One thing I need to ask her but thought some of the knowledgable people here would know is about buying a house. We have a condo on the 3rd floor. No elevator, so I know the time will come when my DH will not be able to make the steps and he is too big for me handle.
The question I have is.... should we buy a house now or wait until everything is done with the Elder Attorney. I have no idea if it would make a diference. I am going next Wednesday to look at some places with the realtor who sold out house when we moved here.
Thanks for any info anyone has. I don't post too often but I read a couple of times a day and wonder just how you folks make it day after day. I think you all deserve a medal
My understanding is that primary residences stay with the spouse. If you are trading living spaces (i.e., 3rd floor to 1st floor condo) and they are of relatively equal value - it shouldn't make a difference.
It is so sad that with all of the horrors of just dealing with the disease, we end up with having to make all kinds of financial decisions to ensure they get the care they need and hopefully leave us with something so we can continue to pay for ourselves in the future. There is something wrong with a scenario that leaves not just the spouse with the disease on welfare but the caregiving spouse too.
Thank you all so much for sharing the information of what you have learned - it is certainly lots of food for thought.
How about instead of a cruise, sell our houses & move to a country where they don't take your property to care for anyone. THAT WOULD BE ANYWHERE ELSE IN THE WESTERN WORLD. Don't mean to offend you Republicans, but I'm voting for Obama, hoping someone will finally change our health care system. We are the only country in the Western World that doesn't have universal health care.
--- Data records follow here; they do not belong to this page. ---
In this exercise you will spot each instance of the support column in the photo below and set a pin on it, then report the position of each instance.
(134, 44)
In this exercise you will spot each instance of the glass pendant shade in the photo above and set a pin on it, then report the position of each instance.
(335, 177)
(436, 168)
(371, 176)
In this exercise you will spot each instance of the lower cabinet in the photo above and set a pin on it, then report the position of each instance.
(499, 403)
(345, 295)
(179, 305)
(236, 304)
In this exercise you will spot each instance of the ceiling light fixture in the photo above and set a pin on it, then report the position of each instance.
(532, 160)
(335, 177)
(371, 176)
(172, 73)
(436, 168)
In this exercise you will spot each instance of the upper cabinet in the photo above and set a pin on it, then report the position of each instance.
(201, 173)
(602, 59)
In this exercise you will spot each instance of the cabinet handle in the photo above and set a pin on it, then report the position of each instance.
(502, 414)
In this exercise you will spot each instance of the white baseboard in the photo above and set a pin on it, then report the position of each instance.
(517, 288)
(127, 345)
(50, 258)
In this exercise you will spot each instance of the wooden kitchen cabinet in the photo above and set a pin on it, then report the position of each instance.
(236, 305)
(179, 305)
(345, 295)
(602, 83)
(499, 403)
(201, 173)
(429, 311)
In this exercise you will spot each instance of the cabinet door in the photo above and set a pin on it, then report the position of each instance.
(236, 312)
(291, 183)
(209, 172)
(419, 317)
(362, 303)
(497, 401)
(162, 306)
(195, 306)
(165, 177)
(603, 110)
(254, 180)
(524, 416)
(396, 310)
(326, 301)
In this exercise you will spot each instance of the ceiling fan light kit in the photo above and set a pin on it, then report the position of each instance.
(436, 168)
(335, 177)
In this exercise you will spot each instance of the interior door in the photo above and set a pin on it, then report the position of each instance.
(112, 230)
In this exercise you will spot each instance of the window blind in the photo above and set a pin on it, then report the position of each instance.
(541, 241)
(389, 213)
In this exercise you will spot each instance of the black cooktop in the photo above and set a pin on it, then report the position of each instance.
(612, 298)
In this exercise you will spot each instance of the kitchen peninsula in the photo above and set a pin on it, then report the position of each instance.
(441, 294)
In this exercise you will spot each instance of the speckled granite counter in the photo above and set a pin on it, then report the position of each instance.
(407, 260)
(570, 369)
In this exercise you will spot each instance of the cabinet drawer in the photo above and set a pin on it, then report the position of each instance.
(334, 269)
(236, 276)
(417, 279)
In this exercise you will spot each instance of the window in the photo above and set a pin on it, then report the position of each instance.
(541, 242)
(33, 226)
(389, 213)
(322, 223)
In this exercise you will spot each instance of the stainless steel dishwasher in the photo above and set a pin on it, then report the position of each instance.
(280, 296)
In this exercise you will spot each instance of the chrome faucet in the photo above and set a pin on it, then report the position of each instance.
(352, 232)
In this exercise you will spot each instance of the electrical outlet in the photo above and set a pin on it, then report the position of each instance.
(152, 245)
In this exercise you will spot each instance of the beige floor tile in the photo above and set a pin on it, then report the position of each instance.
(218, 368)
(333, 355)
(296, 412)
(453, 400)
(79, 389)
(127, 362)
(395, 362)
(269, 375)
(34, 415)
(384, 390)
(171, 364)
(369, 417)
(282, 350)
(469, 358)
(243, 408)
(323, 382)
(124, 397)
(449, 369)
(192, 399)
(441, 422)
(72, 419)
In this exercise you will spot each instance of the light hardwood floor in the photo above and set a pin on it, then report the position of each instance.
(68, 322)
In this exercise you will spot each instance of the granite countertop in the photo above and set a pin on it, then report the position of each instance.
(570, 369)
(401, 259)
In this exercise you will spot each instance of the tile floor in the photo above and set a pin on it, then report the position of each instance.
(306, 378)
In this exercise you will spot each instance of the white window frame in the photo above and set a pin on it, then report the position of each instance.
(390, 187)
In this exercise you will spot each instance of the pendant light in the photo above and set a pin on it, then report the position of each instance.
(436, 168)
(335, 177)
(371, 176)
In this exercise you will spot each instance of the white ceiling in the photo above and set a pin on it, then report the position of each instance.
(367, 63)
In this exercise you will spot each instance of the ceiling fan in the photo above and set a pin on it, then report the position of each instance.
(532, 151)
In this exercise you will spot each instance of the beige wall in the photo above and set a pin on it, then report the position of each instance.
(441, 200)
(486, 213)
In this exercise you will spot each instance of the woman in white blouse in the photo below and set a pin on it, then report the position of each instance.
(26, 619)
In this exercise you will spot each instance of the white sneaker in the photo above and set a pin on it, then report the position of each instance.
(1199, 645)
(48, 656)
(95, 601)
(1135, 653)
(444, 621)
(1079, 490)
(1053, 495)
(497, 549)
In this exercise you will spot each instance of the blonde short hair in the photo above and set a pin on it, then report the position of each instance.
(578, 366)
The physicians have a very strong lobbying group & so far I think that's what's prevented change.
If Joan could copy Jane's information about Medicaid somewhere to the side of the home page, poor Jane wouldn't have to keep repeating it. She was the one who clued me in on the Medicaid information on a way back previous thread. Seems like a lot of us are uniformed. If it hadn't been for Jane, I would have been in the dark. I had no idea my house would have to be used for medical care for my husband. (yes, I would be able to keep a PORTION of the value of the house.) I've worked all these years to get the principal paid down. That would mean all my effort to put money into something for my retirement would be gone.
So much of the confusion you have talked about and having to pull this all together, along with having had a consultation with an elder law attorney last week, is the reason that I have decided to rob a bank and hire the man to do the whole ball of wax. He will draw up my will etc (DH has had his for 3 yrs), change beneficiaries to a trust which he will set up, fill out all the papers for medicaid/NH, etc. and take all the flack from DH's mother and sister! It is a 3 yr contract for $9500 total for the contract. I work a full time job, know very little of the in's and out's of this whole thing, and that attorney has had much much experience in dealing with all this mess. I can only hope I'm as happy with the results as I think I will be. GOK!!!
Oh yes! Book me for that cruise! Relatives who haven't seen DH in over 2 yrs are telling me how to take care of him and what to do -- them not being able to contact me sounds GREAT!
therrja, I know that the spouse can keep the house but we wouldn't be moving to another condo and whatever we get will be more expensive the way the housing is here in SC. I just wonered if it would make a difference when we did it. Before or after everything is settled as far as finances and what the Elder Attorney does.